Réfugié dans son monde solitaire après une attaque d’hémiplégie qui le rendit sourd et muet à cinquante-cinq ans, il s’est mis à sculpter la roche pour bâtir un monde de silence où chacun peut venir chercher une résonance… édifiant pièce par pièce, en près de quinze ans, une œuvre dont la ténacité ressemble à celle, contemporaine, du facteur Cheval.

Trois cents statues, autrefois polychromes, réparties sur près de six cents mètres carrés que l’abbé fou s’est ingénié à façonner, ne laissant jamais la place au temps de le happer avant que l’ankou ne vienne le kidnapper. De cette fresque granitique, étrange et fantasmagorique, on a tout dit. Et qu’importe qu’on y reconnaisse l’histoire de la famille des Rothéneuf, faite de pirates et de corsaires ou celle de personnages contemporains du curé à moins que sous les traits de la Malice, de la Séduction ou de l’infidélité « l’Ermite de la Haute-Folie » ait voulu ranimer une Foi défaillante sans oublier une certaine forme de dérision que l’on retrouve sur certains visages hilares, à l’image des gargouilles des cathédrales.

Pris à son propre jeu, l’ébauche est devenue œuvre monumentale puisque consacrée à Dieu et à l’immensité.
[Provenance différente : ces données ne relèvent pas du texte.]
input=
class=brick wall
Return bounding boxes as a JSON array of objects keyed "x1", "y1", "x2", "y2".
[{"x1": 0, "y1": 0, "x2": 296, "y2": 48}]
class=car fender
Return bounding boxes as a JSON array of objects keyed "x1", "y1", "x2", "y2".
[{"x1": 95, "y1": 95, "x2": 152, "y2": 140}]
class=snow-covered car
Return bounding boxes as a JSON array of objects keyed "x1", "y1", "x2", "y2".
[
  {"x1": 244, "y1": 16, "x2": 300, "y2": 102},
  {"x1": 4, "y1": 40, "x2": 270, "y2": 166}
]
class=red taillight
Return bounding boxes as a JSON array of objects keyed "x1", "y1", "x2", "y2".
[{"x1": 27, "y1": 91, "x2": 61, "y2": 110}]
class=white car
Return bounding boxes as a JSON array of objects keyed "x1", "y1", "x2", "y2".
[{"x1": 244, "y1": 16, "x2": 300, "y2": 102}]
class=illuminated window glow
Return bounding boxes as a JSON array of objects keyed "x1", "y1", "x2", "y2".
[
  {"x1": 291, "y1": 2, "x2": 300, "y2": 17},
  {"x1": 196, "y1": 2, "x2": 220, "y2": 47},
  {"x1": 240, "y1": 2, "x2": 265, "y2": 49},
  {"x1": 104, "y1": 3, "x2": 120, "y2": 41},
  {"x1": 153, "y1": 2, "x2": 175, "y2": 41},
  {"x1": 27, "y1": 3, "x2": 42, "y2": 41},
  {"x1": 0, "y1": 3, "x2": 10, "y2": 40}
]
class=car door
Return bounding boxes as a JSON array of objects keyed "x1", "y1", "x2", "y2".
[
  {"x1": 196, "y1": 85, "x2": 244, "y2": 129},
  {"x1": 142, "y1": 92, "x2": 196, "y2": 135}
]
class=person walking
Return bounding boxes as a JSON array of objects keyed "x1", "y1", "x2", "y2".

Une sorte de sacrifice physique glorifié par la devise gravée sur son fauteuil de granit : Amor et dolor.

L’abbé s’en est allé en 1910, rompant les amarres de la vie pour voguer vers d’autres cieux, tel Jacques Cartier, l’enfant du pays, qu’il admirait tant. En dépit de l’érosion marine, son empreinte reste incrustée dans la roche. Pour faire de sa Foi primitive, une Folie artistique.

Département de l’Ille-et-Vilaine. Rothéneuf. Près de Saint-Malo.